The project showcases an important application of machine learning in multimedia processing, with potential applications in video streaming, storage, and transmission for mobile devices.
The project is implemented in four stages, each building on the previous:
Extracting individual frames from source videos using OpenCV to prepare data for neural compression.
# Example frame extraction
frames = extract_frames("input_video.mp4", "extracted_frames", interval=1)
Building and training a neural network with encoder, quantizer, and decoder components.
# Autoencoder architecture
model = VideoAutoencoder(latent_dim=64, num_bits=8)
# Train model
model = train_autoencoder(model, dataloader, num_epochs=5)
Comparing our neural compression against traditional H.264 using objective quality metrics.
# Evaluate compression methods
autoencoder_results = evaluate_autoencoder(model, dataloader, device)
h264_results = evaluate_h264(frames_dir, crf=23)

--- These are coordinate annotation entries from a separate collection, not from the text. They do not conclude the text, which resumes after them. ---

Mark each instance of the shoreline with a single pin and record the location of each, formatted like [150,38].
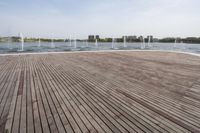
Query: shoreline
[101,51]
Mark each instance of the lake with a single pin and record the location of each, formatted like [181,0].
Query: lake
[14,47]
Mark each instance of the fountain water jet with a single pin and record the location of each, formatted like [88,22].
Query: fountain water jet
[175,43]
[143,43]
[22,41]
[52,43]
[39,42]
[149,42]
[75,43]
[70,41]
[86,43]
[113,43]
[125,41]
[96,43]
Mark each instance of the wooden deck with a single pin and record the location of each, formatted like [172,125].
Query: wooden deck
[100,92]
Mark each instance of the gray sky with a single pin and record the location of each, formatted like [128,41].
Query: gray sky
[112,18]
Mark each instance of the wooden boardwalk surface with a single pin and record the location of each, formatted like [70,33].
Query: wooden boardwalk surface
[100,92]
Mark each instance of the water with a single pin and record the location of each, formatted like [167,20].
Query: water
[22,41]
[16,47]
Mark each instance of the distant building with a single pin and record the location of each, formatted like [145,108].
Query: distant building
[131,38]
[97,37]
[150,38]
[141,38]
[91,37]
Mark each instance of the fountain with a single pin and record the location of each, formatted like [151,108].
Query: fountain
[149,41]
[86,43]
[70,41]
[8,42]
[113,43]
[22,41]
[96,43]
[75,43]
[125,41]
[175,42]
[39,42]
[52,43]
[143,43]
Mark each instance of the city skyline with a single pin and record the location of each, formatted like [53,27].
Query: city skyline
[61,18]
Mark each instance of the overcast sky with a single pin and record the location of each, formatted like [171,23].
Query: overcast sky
[113,18]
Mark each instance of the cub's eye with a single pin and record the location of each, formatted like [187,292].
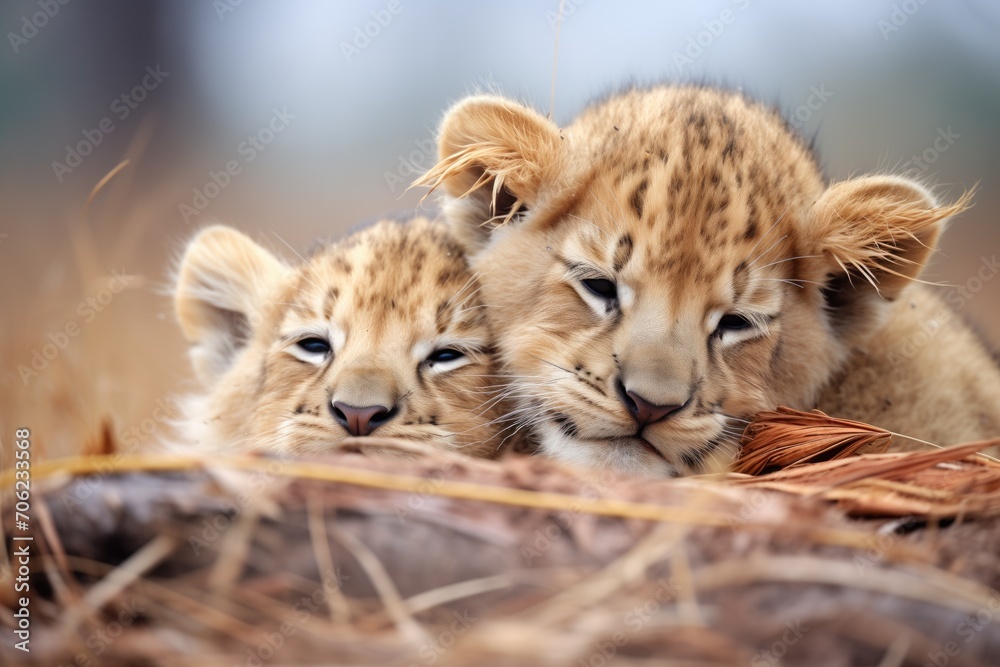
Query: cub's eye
[602,288]
[443,355]
[314,345]
[732,322]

Generating comprehensive visual reports to analyze compression performance.
# Create visualizations
visualizer = VideoComparisonVisualizer(original_frames, ae_frames, h264_frames)
visualizer.generate_summary_report()
The quantizer module simulates real-world bit constraints by reducing the precision of the latent representation. It uses a straight-through estimator technique to allow gradient flow during training, despite the non-differentiable quantization operation.
Side-by-side comparison of original (left), autoencoder (middle), and H.264 (right) compressed frames
Metric | Autoencoder | H.264 |
---|---|---|
Average PSNR | 21.71 dB | 23.52 dB |
Average SSIM | 0.5373 | 0.8966 |
Min PSNR | 19.58 dB | 18.63 dB |
Min SSIM | 0.4353 | 0.8451 |
Max PSNR | 24.21 dB | 26.69 dB |
Max SSIM | 0.6296 | 0.9264 |
Compression Ratio | 48:1 | 24.47:1 |
PSNR and SSIM metrics across video frames
Distribution of PSNR and SSIM values for both compression methods
To run this project yourself, follow these steps:
# 1. Clone the repository
git clone https://github.com/NiharP31/ML_ViC.git
cd ml-video-compression
# 2. Install dependencies
pip install -r requirements.txt
# 3. Run the complete pipeline
python extract_frames.py --video input_video.mp4 --output extracted_frames
python frame_autoencoder.py --frames extracted_frames --epochs 10
python compression_evaluation.py
python results_visualization.py
The visualization results will be saved in the visualization_results directory, including comparison images, metrics reports, and the side-by-side video.